Francine and I have a funny tradition. When I proposed to her, I distracted her for a moment by the gift of a wooden Welsh love spoon. While she was oohing over it, I fell to one knee and took out the ring.
On our wedding day in 2008, I gave her another. Each anniversary since then, I’ve done the same. The wall is starting to fill up!
They are small tokens of a great love. In the Welsh tradition, the various carvings have different meanings. In addition, there are the meanings which we ourselves give them.
That spoon in the photo with the two spoon-y bits is the one I gave her when I proposed – two becoming one. The funny crooked one to its right was our wedding spoon. We’re both a little twisty!
These spoons are just one example of physical commemorations given on a chronological commemoration. So that in times both difficult and beautiful, we can look up at the wall and remember what it’s all about. And when you think about it, this is also why we give gifts at Christmas. It’s why children still put their shoes (or socks!) out for Saint Nicholas.
In fact, this is why we celebrate feasts of the Lord and of the saints at all.

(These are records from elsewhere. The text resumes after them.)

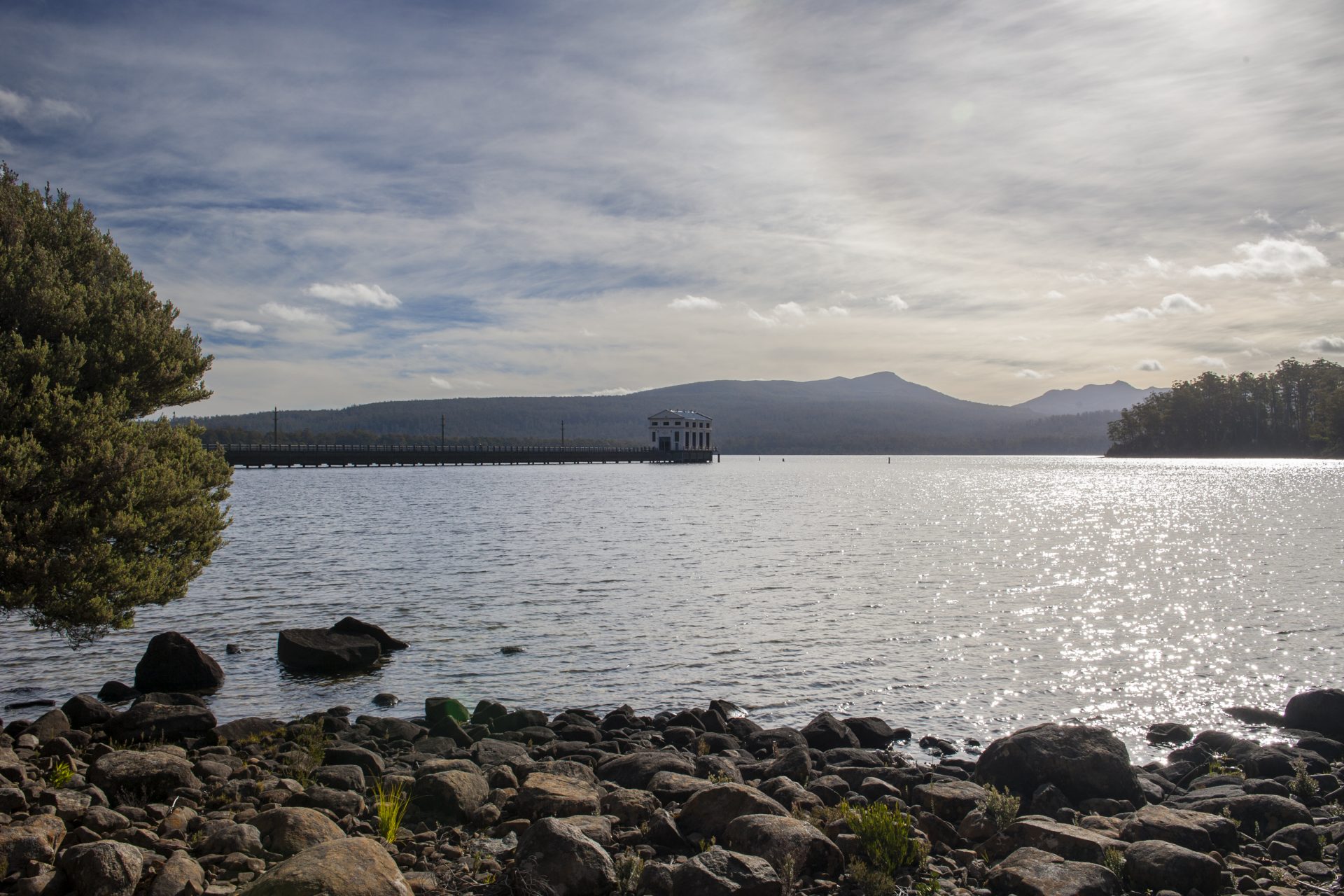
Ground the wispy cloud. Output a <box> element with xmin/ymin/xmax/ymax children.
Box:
<box><xmin>1302</xmin><ymin>336</ymin><xmax>1344</xmax><ymax>355</ymax></box>
<box><xmin>1102</xmin><ymin>293</ymin><xmax>1214</xmax><ymax>323</ymax></box>
<box><xmin>0</xmin><ymin>0</ymin><xmax>1344</xmax><ymax>412</ymax></box>
<box><xmin>304</xmin><ymin>284</ymin><xmax>402</xmax><ymax>307</ymax></box>
<box><xmin>258</xmin><ymin>302</ymin><xmax>330</xmax><ymax>323</ymax></box>
<box><xmin>1189</xmin><ymin>237</ymin><xmax>1329</xmax><ymax>279</ymax></box>
<box><xmin>668</xmin><ymin>295</ymin><xmax>723</xmax><ymax>312</ymax></box>
<box><xmin>210</xmin><ymin>318</ymin><xmax>262</xmax><ymax>333</ymax></box>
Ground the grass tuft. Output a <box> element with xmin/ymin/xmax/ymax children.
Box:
<box><xmin>374</xmin><ymin>779</ymin><xmax>412</xmax><ymax>844</ymax></box>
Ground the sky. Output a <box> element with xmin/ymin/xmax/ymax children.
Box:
<box><xmin>0</xmin><ymin>0</ymin><xmax>1344</xmax><ymax>415</ymax></box>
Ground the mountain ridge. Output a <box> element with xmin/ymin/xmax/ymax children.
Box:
<box><xmin>197</xmin><ymin>371</ymin><xmax>1134</xmax><ymax>454</ymax></box>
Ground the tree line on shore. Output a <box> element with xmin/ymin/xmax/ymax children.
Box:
<box><xmin>1106</xmin><ymin>358</ymin><xmax>1344</xmax><ymax>456</ymax></box>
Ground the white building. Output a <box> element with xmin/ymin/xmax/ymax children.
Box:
<box><xmin>649</xmin><ymin>411</ymin><xmax>714</xmax><ymax>451</ymax></box>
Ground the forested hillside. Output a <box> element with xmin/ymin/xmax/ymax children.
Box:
<box><xmin>189</xmin><ymin>373</ymin><xmax>1114</xmax><ymax>454</ymax></box>
<box><xmin>1106</xmin><ymin>358</ymin><xmax>1344</xmax><ymax>456</ymax></box>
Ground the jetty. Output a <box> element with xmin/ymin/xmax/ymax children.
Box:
<box><xmin>206</xmin><ymin>443</ymin><xmax>718</xmax><ymax>468</ymax></box>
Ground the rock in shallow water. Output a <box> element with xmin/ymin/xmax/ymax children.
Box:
<box><xmin>276</xmin><ymin>629</ymin><xmax>383</xmax><ymax>672</ymax></box>
<box><xmin>136</xmin><ymin>631</ymin><xmax>225</xmax><ymax>692</ymax></box>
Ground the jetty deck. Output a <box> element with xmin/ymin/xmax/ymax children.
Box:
<box><xmin>206</xmin><ymin>444</ymin><xmax>715</xmax><ymax>466</ymax></box>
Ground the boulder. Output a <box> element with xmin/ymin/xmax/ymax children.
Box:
<box><xmin>676</xmin><ymin>785</ymin><xmax>789</xmax><ymax>837</ymax></box>
<box><xmin>60</xmin><ymin>839</ymin><xmax>143</xmax><ymax>896</ymax></box>
<box><xmin>1168</xmin><ymin>788</ymin><xmax>1313</xmax><ymax>837</ymax></box>
<box><xmin>136</xmin><ymin>631</ymin><xmax>225</xmax><ymax>692</ymax></box>
<box><xmin>89</xmin><ymin>750</ymin><xmax>200</xmax><ymax>805</ymax></box>
<box><xmin>1284</xmin><ymin>688</ymin><xmax>1344</xmax><ymax>740</ymax></box>
<box><xmin>671</xmin><ymin>849</ymin><xmax>783</xmax><ymax>896</ymax></box>
<box><xmin>723</xmin><ymin>816</ymin><xmax>844</xmax><ymax>877</ymax></box>
<box><xmin>145</xmin><ymin>849</ymin><xmax>206</xmax><ymax>896</ymax></box>
<box><xmin>649</xmin><ymin>771</ymin><xmax>714</xmax><ymax>804</ymax></box>
<box><xmin>248</xmin><ymin>806</ymin><xmax>345</xmax><ymax>855</ymax></box>
<box><xmin>239</xmin><ymin>837</ymin><xmax>412</xmax><ymax>896</ymax></box>
<box><xmin>596</xmin><ymin>750</ymin><xmax>695</xmax><ymax>790</ymax></box>
<box><xmin>513</xmin><ymin>818</ymin><xmax>615</xmax><ymax>896</ymax></box>
<box><xmin>983</xmin><ymin>818</ymin><xmax>1129</xmax><ymax>865</ymax></box>
<box><xmin>1125</xmin><ymin>839</ymin><xmax>1223</xmax><ymax>893</ymax></box>
<box><xmin>914</xmin><ymin>780</ymin><xmax>989</xmax><ymax>825</ymax></box>
<box><xmin>98</xmin><ymin>681</ymin><xmax>140</xmax><ymax>703</ymax></box>
<box><xmin>513</xmin><ymin>771</ymin><xmax>602</xmax><ymax>821</ymax></box>
<box><xmin>761</xmin><ymin>747</ymin><xmax>812</xmax><ymax>785</ymax></box>
<box><xmin>412</xmin><ymin>771</ymin><xmax>491</xmax><ymax>825</ymax></box>
<box><xmin>844</xmin><ymin>716</ymin><xmax>910</xmax><ymax>750</ymax></box>
<box><xmin>276</xmin><ymin>629</ymin><xmax>383</xmax><ymax>672</ymax></box>
<box><xmin>1119</xmin><ymin>806</ymin><xmax>1236</xmax><ymax>853</ymax></box>
<box><xmin>196</xmin><ymin>818</ymin><xmax>266</xmax><ymax>855</ymax></box>
<box><xmin>329</xmin><ymin>617</ymin><xmax>410</xmax><ymax>653</ymax></box>
<box><xmin>285</xmin><ymin>786</ymin><xmax>364</xmax><ymax>818</ymax></box>
<box><xmin>989</xmin><ymin>846</ymin><xmax>1121</xmax><ymax>896</ymax></box>
<box><xmin>801</xmin><ymin>712</ymin><xmax>860</xmax><ymax>752</ymax></box>
<box><xmin>974</xmin><ymin>722</ymin><xmax>1145</xmax><ymax>806</ymax></box>
<box><xmin>0</xmin><ymin>816</ymin><xmax>66</xmax><ymax>871</ymax></box>
<box><xmin>1266</xmin><ymin>825</ymin><xmax>1329</xmax><ymax>861</ymax></box>
<box><xmin>602</xmin><ymin>788</ymin><xmax>660</xmax><ymax>827</ymax></box>
<box><xmin>105</xmin><ymin>703</ymin><xmax>216</xmax><ymax>740</ymax></box>
<box><xmin>323</xmin><ymin>744</ymin><xmax>386</xmax><ymax>778</ymax></box>
<box><xmin>60</xmin><ymin>693</ymin><xmax>117</xmax><ymax>728</ymax></box>
<box><xmin>23</xmin><ymin>709</ymin><xmax>70</xmax><ymax>743</ymax></box>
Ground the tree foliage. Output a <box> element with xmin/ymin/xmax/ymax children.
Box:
<box><xmin>0</xmin><ymin>165</ymin><xmax>231</xmax><ymax>645</ymax></box>
<box><xmin>1107</xmin><ymin>358</ymin><xmax>1344</xmax><ymax>456</ymax></box>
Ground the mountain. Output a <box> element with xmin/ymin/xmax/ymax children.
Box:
<box><xmin>1014</xmin><ymin>380</ymin><xmax>1167</xmax><ymax>415</ymax></box>
<box><xmin>197</xmin><ymin>372</ymin><xmax>1113</xmax><ymax>454</ymax></box>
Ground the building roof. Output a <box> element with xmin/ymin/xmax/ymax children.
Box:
<box><xmin>649</xmin><ymin>411</ymin><xmax>714</xmax><ymax>422</ymax></box>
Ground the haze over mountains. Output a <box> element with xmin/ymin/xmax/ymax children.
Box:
<box><xmin>199</xmin><ymin>372</ymin><xmax>1166</xmax><ymax>454</ymax></box>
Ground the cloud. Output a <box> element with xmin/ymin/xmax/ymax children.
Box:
<box><xmin>210</xmin><ymin>318</ymin><xmax>262</xmax><ymax>333</ymax></box>
<box><xmin>1302</xmin><ymin>336</ymin><xmax>1344</xmax><ymax>355</ymax></box>
<box><xmin>0</xmin><ymin>88</ymin><xmax>89</xmax><ymax>124</ymax></box>
<box><xmin>304</xmin><ymin>284</ymin><xmax>402</xmax><ymax>307</ymax></box>
<box><xmin>1102</xmin><ymin>307</ymin><xmax>1157</xmax><ymax>323</ymax></box>
<box><xmin>1102</xmin><ymin>293</ymin><xmax>1214</xmax><ymax>323</ymax></box>
<box><xmin>748</xmin><ymin>302</ymin><xmax>808</xmax><ymax>326</ymax></box>
<box><xmin>668</xmin><ymin>295</ymin><xmax>723</xmax><ymax>312</ymax></box>
<box><xmin>258</xmin><ymin>302</ymin><xmax>330</xmax><ymax>323</ymax></box>
<box><xmin>1189</xmin><ymin>237</ymin><xmax>1329</xmax><ymax>279</ymax></box>
<box><xmin>1153</xmin><ymin>293</ymin><xmax>1214</xmax><ymax>314</ymax></box>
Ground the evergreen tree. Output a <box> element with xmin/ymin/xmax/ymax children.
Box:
<box><xmin>0</xmin><ymin>164</ymin><xmax>231</xmax><ymax>646</ymax></box>
<box><xmin>1106</xmin><ymin>358</ymin><xmax>1344</xmax><ymax>456</ymax></box>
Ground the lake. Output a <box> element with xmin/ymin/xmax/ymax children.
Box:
<box><xmin>0</xmin><ymin>456</ymin><xmax>1344</xmax><ymax>757</ymax></box>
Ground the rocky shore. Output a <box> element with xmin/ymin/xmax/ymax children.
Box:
<box><xmin>0</xmin><ymin>636</ymin><xmax>1344</xmax><ymax>896</ymax></box>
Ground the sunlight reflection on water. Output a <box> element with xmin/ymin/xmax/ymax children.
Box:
<box><xmin>0</xmin><ymin>456</ymin><xmax>1344</xmax><ymax>755</ymax></box>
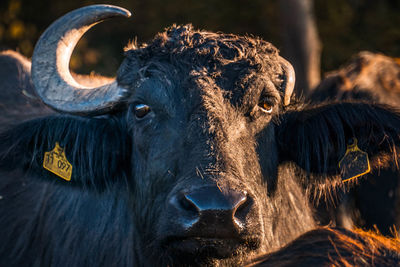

It’s the reason we have icons and statues as well. To remember. To be reminded, for instance, that on this day nearly two thousand years ago, the Pharisee enforcer Saul was driven to the ground by the voice of the Lord, to arise (in time) as the Apostle Saint Paul.
And having been reminded, to celebrate that person or that event, because these people are our family – the Communion of Saints – and these events are part of our family history and tradition.